Pochi giorni dopo la vittoria dello Scudetto, Luciano Spalletti aveva promesso che si sarebbe preso un anno sabbatico: troppo grande la voglia di recuperare il caleidoscopio di emozioni suscitate dalla Storia scritta con il Napoli. Una cavalcata dominante, capace di esaltare l’universo partenopeo. Ma al contempo, esaurire le energie nervose di chi svolge la sua professione in maniera totalizzante, senza mai staccare la spina. Quindi, il desiderio di riscoprire il micro universo della normalità, il lento scandire della vita quotidiana accanto a moglie e figli nella tenuta di Montaione, piuttosto che lavorando sul campo, sembrava l’unica strada percorribile per sfuggire ai demoni dello stress post trionfo.

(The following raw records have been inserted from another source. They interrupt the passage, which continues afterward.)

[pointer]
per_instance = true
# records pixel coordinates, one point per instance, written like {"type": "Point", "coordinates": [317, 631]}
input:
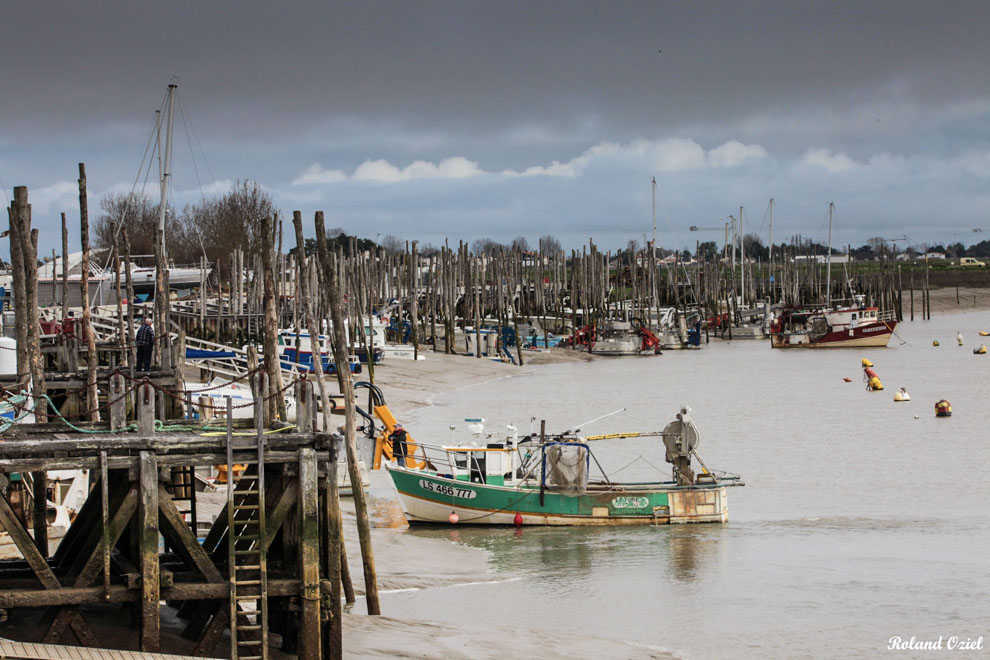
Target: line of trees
{"type": "Point", "coordinates": [214, 227]}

Poi sono arrivate le traumatiche dimissioni ferragostane di Mancini e la richiesta di Gravina, quasi obbligato a giocarsi la carta dell’allenatore Campione d’Italia per risollevare le sorti della Nazionale. Unica mossa plausibile per tranquillizzare i tifosi di Azzurra. Nonchè calmierare gli animi di sponsor vari e stockholder assortiti, assai preoccupati dal rischio di un’altra mancata qualificazione. Oltre, ovviamente, a salvare la poltrona di presidente federale, sempre più traballante. Insomma, se uno strisciante malcontento accompagnava la torrida estate dell’italico pallone, facendo da corollario allo spettro dell’ennesimo fallimento della gestione Gravina, pare che Spalletti abbia fatto da collante un pò a tutti.

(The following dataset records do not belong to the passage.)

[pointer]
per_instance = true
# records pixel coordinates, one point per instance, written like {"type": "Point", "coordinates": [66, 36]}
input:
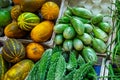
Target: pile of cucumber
{"type": "Point", "coordinates": [78, 29]}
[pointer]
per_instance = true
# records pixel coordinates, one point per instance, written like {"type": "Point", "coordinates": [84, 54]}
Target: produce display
{"type": "Point", "coordinates": [77, 36]}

Una cosa è certa: esaurito lo spirito di Wembley, serviva una scossa. Ecco perchè l’ex allenatore del Napoli è stato chiamato a furor di popolo. Ha il carisma e le idee per interpretare il ruolo salvifico del Demiurgo, destinato a intervenire sul caos originario, affinchè si possa conferire poi ordine alle cose.

Stasera, dunque, accomodandosi per la prima volta sulla panchina dell’Italia contro la Macedonia, l’Uomo di Certaldo cambia ruolo. Da allenatore a Commissario Tecnico, partendo dalle galline del Cioni fino ad arrivare a Fratelli d’Italia, è stato un viaggio lungo. Allegoria di una parabola professionale bellissima, che certifica la circolarità della vita, non solo calcistica di Lucianone.